Хороший был человек Зайцев, муж старшей дочери, и специалист отменный, и душа его легко отзывалась на чужую беду, но Певунову в его теперешнем состоянии все люди представлялись на одно лицо.
— Что вы заладили — болен, болен? Скажи им, Даша, болен я или нет.
Дарья Леонидовна вздохнула:
— Сергей Иванович очень устает на работе. Бывает, до поздней ночи задерживается, вот и исхудал.
— Тогда ничего, порядок, — успокоился Федор Зайцев и предложил: — Може, заспеваем?

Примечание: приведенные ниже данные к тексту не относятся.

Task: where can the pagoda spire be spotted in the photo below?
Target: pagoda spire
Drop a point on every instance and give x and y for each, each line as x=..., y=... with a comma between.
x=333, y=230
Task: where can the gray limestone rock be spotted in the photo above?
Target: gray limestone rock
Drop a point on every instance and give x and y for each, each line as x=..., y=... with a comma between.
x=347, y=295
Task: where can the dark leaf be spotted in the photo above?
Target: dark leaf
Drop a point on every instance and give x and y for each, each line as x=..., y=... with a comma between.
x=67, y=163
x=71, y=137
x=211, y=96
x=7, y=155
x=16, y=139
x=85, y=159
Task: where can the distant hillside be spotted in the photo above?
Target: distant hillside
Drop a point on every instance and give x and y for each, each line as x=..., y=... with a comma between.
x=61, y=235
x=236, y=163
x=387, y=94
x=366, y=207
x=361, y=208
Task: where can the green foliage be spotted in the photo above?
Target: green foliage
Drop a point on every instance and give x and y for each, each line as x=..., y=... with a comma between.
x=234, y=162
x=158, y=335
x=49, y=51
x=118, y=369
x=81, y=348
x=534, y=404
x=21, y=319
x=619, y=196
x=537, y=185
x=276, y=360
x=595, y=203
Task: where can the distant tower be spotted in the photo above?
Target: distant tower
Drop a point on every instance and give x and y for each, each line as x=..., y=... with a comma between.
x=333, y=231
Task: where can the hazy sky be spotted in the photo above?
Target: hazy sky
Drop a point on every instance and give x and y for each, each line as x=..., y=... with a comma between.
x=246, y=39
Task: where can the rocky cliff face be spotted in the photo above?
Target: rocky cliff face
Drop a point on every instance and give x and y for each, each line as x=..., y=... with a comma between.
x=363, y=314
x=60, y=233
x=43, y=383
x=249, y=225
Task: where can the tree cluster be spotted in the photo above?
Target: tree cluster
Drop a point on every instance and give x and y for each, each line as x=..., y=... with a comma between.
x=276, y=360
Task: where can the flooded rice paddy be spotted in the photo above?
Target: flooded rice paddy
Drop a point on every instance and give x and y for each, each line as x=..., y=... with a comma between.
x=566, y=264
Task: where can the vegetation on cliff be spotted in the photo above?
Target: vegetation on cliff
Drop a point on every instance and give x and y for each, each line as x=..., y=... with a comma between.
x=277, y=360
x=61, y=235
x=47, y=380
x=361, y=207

Не дожидаясь ничьего согласия, он прикрыл глаза, поднатужился и затянул неожиданно высоким голосом: «Я встретил вас…» Печальные, чистые полились звуки. Федор пел красиво, не передергивал, не искал дешевых эффектов, казалось, сам со стороны вслушивается в прекрасные слова. Полина робко подхватила следом за мужем, и Алена запела, немного для вида погримасничав, дескать, понимаю, как это нелепо и пошло — петь за столом, и Дарья Леонидовна грустно замурлыкала себе под нос, низко склонив голову, и Певунов вдруг поймал себя на том, что тоже как бы в забытьи вторит скорбным, безгрешным словам. Зайцев вел не уставая, положив на лоб ладонь, а они все подтягивали кто на что горазд, и это было чудесно, это было то, что надо. Умиление сошло на каждого, и, хоть на миг, они все стали, наконец, родными.
Федор Зайцев, не стыдясь, утирал пьяные слезы рукавом:
— Эх, жизнь наша бекова…
Полина прижалась к нему:
— Ну что ты, как маленький! — и смотрела на мужа с любовью.
У них не было детей, а вместе они прожили уже семь лет. И это было прискорбно.
Щемило в груди у Певунова, царапалась в башке какая–то неуловленная, важная мысль. Он хотел остановить ее, угадать, чувствовал, что может обнаружить в ней что–то необходимое душе, что вернет его к нормальной жизни, даст передохнуть и ему, и жене, но зыбкая, скользкая мысль в которой раз уклонялась, не давалась, не додумывалась.
Федор, поплакав, плеснул себе и Певунову в рюмки, огляделся просветленным взором, сказал:
— Ну, по последней, и будя. За счастье трудового народа!
Потом Федор предложил выпить совсем по последней за женскую половину их семьи. Потом нацелился помянуть младших родственников — бессловесную скотину; однако Полина в этот самый момент аккуратно подняла его сзади за локотки и, что–то нежное шепча ему на ухо, повела почивать. У дверей Федор вырвался, взметнул руку в интернациональном приветствии, гаркнул: «Рот фронт!» Певунов отсалютовал обоими кулаками.
Ночью Певунов не спал, думал. И Дарья Леонидовна ворочалась, тяжко вздыхала.
— Не спится, мать?
— Сережа, сколько же мы так будем жить? Тебе тоже не сладко, я вижу. Но нас ты за что караешь?.. Может, уйти тебе? Уходи, живи с ней по–людски. Все лучше, чем так–то.